The inaction by the legislature will have a devastating impact on schools in Maryland. We work in a school that has made enormous strides, both measurable and immeasurable, in the past decade. This progress is largely the result of the leadership and dedication of administrators and teachers who chose to return to a needy school after dedicating their lives to education.

The presence of these knowledgeable and experienced people has undoubtedly made an enormous difference in the success of our school.

Politicians across Maryland consistently give lip service to their dedication to education; it is time to see some action that supports their rhetoric.

Cheryl Lambert

Mary Brock


The writers are teachers at Kenwood High School.

Thanks to The Sun's muckraking reporting on the state's retire-rehire teaching program, Kenwood High School, a school in Essex that has made tremendous strides under the leadership of its rehired-retired principal, Diane Goldian, not only will lose Ms. Goldian, but also will likely lose its mentor teachers as well as science and history teachers.

In my book, targeting education programs that help challenged communities is a social evil. The Sun has done a tremendous disservice to the children of Maryland with its misguided reporting.

It is a shame that the General Assembly felt it had to bow to The Sun's agenda.

Cathy Brennan


Ousting rehirees will hurt students

When The Sun was busy bashing the retire-rehire teaching program, it should have taken the time to have gotten all the facts. Now, as The Sun has reported, as many as 1,000 experienced teachers and administrators are about to lose their jobs ("Maryland's use of retired teachers nears an end," April 14).

The students and less-experienced teachers will be those who suffer as the expertise of those veterans will no longer be available. Those who had been rehired did not choose to do so strictly because of the money; they are dedicated educators who truly care about the students.

Those politicians we elected were unable to make a decision on the program. Come this November, we voters should remember those who are so indecisive.

Ann Cymek

Bel Air

Localities get blame for added tax burden

The Sun was right on point in its editorial "Accounting tricks" (April 13). Local governments bear the brunt of the blame from citizens for raising taxes.

Often, though, this is misplaced blame, as counties must continue to operate essential services while facing massive funding cuts from state and federal government. The "shift and shaft" game occurs not only in Maryland but all over the country.

Until the federal and state governments are honest with the American people about why their local property taxes are continually rising, local governments will continue to be unfairly blamed.

Karen M. Miller

Columbia, Mo.

The writer is president of the National Association of Counties.

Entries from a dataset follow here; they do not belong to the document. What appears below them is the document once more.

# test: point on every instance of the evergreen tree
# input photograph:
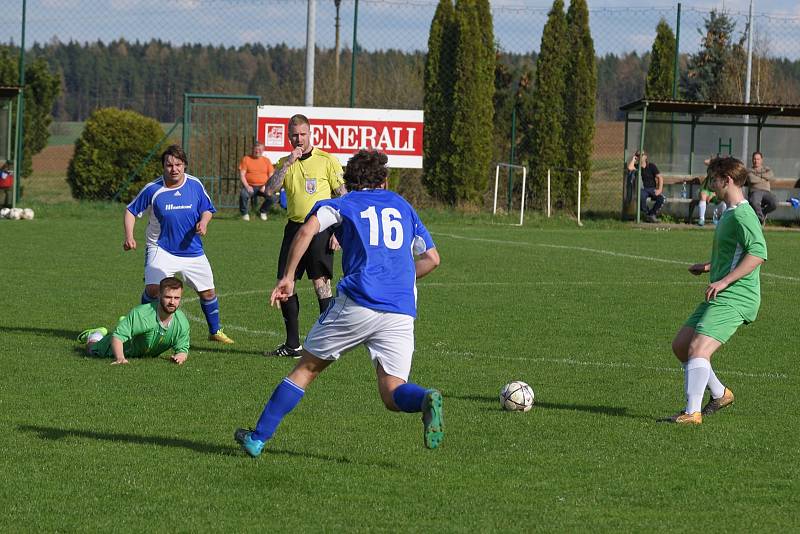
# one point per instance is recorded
(473, 109)
(712, 72)
(543, 110)
(437, 101)
(661, 72)
(581, 94)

Stay course in Iraq for the long haul

As Iraq spirals into a guerrilla war (regardless of what semantic spin we give events there), we continue to tout the June 30 handoff of sovereignty to an Iraqi authority.

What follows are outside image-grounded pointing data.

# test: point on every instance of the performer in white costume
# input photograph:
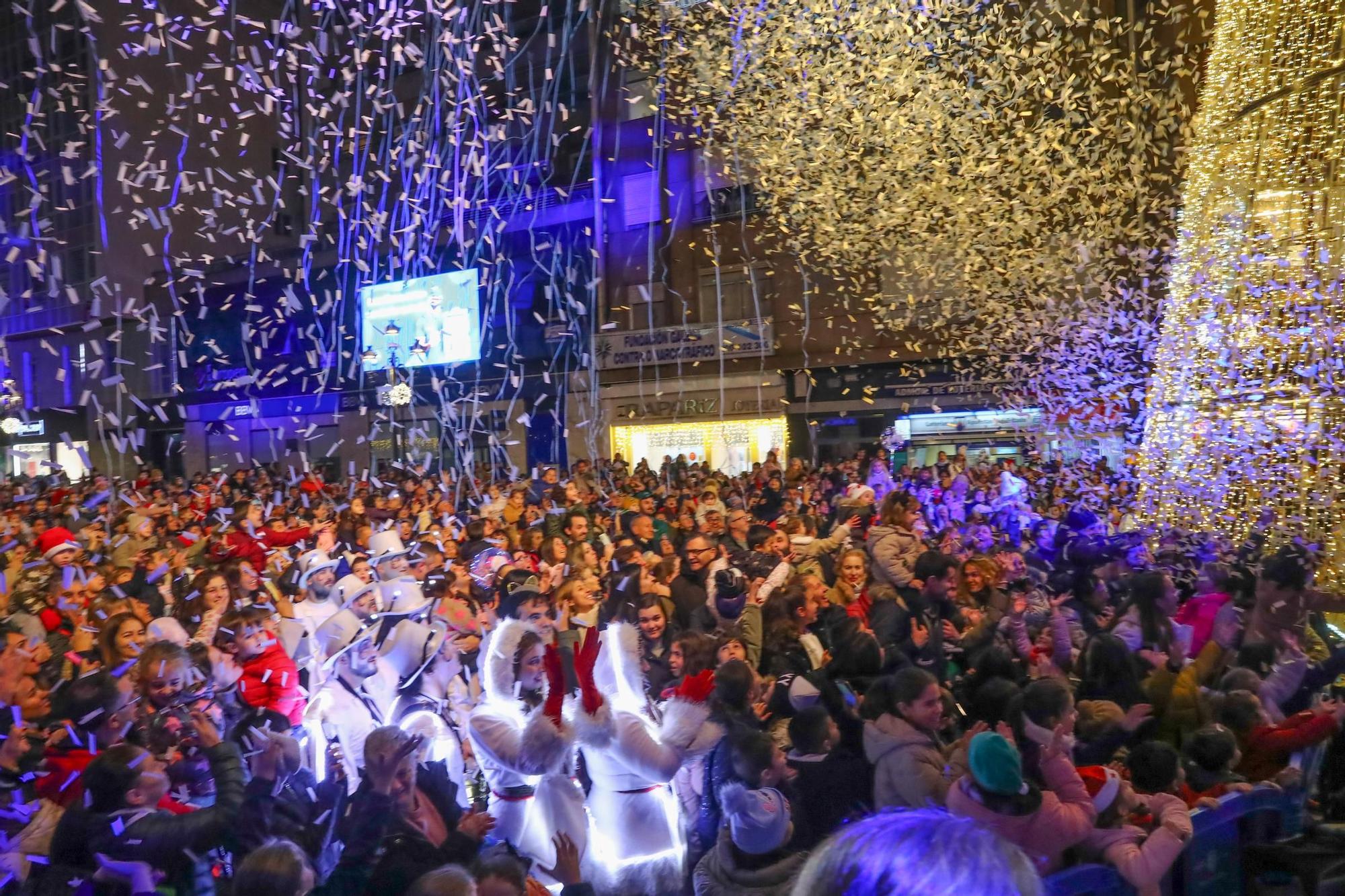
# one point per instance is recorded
(633, 749)
(524, 745)
(427, 663)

Are we not being overly optimistic - or naive - amid this rush to nation-building?

The reality is (and this will remain the case after June 30) that the rivalries between the competing Iraqi factions (Sunnis, Shiites, Kurds) will still sunder whatever "government" we install on that date.

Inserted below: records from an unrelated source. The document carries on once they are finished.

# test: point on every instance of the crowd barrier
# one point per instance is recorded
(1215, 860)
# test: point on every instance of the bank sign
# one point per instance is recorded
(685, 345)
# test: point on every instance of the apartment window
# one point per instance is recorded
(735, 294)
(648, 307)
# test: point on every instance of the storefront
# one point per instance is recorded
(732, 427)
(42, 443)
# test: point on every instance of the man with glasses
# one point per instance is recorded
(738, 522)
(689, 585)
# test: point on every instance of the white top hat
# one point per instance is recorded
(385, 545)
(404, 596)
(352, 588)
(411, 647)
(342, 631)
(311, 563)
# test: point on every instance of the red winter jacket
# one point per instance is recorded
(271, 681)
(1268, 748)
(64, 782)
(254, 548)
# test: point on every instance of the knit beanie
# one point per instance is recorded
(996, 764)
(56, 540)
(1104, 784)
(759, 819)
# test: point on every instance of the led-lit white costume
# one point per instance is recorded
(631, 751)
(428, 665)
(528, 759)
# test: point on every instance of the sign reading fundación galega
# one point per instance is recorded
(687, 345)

We cannot ensure security - or popular acceptance of the new regime - merely by putting an Iraqi face on the new ruling authority. Our "boots on the ground" still will be needed for untold years to put out the fires of rebellion.

This is not about re-electing the president. We have a war in Iraq we must win.

Iraq may yet become another Vietnam - if we allow it to do so through a lack of national resolve.

Joe Hammell

Waynesboro, Pa.

9/11 panel squabbles while al-Qaida plots

While the Republicans and Democrats are busy blaming each other for Sept. 11, 2001, al-Qaida continues to quietly plan its next spectacular attack on the United States.

What's wrong with this picture?

Thaddeus Paulhamus


Cruelty to animals leads to other abuse

Regarding the reward mentioned in the article "$3,200 reward announced in deaths of three dogs" (April 15), perhaps a clarification is needed for the writer of the letter "Reward in dog case is a waste of money" (April 19).

The reward funds did not come from the animal control budget, but from private humane groups pitching in to help animal control with the investigation.